We got into Delhi on time at 3.45am and the airport was a lot easier than expected: immigration and customs were nothing like the hassle I thought they would be. The Doctor changed money and got a bundle of 100 100-rupee notes (I don't think he counted them). We met our driver and emerged into a cool (13 degrees) hazy Delhi night, with the smoke and smell of burning charcoal.

It's about 250km from Delhi to Jaipur, and for the first couple of hours we drove through the night while I tried to doze, waking up every 20 seconds as the car almost plunged into the truck in front and I felt the blood draining from my feet. By dawn we had stopped at the town of Behror, about half way where we got out and I had my first taste of chai – flavoured with cardamon. It came out of a machine (Nestea), it was hot and milky and a bit sweet. Lovely.

By the time we got to Jaipur I had got the measure of road sense here – driving is certainly “assertive” here but the really amazing thing is the variety of traffic in the roads. In Jaipur on the streets we saw all sorts of cars, jeeps, vans, buses, cycle and auto-rickshaws, motorbikes (some with families of four on them); but also camels, oxen, donkeys and elephants (yes!) in active service, together with various animals wandering around by themselves: goats, a pig, dogs and monkeys, and of course the cows. Of course I knew that cows were sacred but not really appreciated how it means that cows tend to stand around in the middle of a busy street and moo – it is a bit disconcerting. Taking a roundabout with all of this happening was fantastic – basically it just means that you point your vehicle at where you are going and go for it.

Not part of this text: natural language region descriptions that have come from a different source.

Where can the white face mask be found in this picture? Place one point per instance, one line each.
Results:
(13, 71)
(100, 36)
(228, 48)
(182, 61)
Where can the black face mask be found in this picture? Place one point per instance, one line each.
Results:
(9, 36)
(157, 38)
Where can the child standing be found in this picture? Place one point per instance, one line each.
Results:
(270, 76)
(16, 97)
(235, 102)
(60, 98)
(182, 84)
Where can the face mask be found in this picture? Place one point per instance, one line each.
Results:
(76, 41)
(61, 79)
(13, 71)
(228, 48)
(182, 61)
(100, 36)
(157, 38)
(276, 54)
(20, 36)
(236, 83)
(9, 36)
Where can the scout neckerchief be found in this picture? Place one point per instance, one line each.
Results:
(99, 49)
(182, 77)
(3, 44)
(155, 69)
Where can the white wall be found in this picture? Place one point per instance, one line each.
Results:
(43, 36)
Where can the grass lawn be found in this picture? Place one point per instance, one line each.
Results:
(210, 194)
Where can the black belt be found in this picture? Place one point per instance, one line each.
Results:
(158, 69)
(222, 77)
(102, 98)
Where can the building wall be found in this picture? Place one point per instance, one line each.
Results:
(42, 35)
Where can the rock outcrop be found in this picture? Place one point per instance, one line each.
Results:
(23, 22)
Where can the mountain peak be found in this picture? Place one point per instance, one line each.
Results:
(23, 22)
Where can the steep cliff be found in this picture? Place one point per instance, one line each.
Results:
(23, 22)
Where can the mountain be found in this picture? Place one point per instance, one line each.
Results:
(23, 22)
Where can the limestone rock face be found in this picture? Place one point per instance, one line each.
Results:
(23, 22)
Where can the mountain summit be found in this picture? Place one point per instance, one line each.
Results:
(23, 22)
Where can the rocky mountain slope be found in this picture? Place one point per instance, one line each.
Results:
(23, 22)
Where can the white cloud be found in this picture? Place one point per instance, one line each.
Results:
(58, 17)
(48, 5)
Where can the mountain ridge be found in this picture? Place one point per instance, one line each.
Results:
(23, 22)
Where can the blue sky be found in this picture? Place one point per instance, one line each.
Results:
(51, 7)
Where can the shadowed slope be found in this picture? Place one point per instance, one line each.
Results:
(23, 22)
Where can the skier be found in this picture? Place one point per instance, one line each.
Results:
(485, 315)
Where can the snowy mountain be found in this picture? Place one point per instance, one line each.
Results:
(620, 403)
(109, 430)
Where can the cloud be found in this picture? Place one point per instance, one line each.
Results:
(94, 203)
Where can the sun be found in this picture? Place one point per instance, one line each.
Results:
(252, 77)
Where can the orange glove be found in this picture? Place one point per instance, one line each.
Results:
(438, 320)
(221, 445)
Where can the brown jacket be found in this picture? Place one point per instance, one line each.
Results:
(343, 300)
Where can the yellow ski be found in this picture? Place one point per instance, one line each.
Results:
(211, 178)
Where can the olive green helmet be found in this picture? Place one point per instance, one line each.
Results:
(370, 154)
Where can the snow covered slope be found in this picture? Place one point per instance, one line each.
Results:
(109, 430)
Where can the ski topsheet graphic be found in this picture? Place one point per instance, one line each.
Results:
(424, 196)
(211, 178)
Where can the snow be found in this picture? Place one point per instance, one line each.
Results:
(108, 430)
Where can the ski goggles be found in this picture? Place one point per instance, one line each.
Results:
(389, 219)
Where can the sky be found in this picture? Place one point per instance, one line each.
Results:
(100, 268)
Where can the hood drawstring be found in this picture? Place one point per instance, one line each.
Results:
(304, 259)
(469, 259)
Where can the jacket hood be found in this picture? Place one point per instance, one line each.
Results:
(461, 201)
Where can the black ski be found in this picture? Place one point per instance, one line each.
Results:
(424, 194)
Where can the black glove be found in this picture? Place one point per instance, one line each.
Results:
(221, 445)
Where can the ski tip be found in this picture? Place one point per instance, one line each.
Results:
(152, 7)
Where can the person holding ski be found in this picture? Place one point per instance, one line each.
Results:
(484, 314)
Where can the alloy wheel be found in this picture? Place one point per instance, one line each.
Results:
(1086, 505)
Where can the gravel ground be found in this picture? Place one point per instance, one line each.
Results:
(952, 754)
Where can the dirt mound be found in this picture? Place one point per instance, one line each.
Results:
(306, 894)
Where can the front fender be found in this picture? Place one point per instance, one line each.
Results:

After some sleep and lunch in a bit of a tourist-trap restaurant (but still very nice – apparently stuffed tomatoes is a Jaipur speciality) we went to one of the sights of Jaipur, the City Palace. This is a walled block of buildings built for the Maharajas, the rulers of Jaipur when it was a state. Like many other traditional buildings here, they are painted pink in honour of a visit many years ago. A couple of the most interesting things were: two huge silver urns – over 300kg each – that were made for a devout Maharaja who travelled to England in the 1900s and took Ganges Water in them for purity; and this picture from the courtyard showing one of the four gates representing each of the seasons. These peacocks represent the monsoon season (which takes the place of autumn).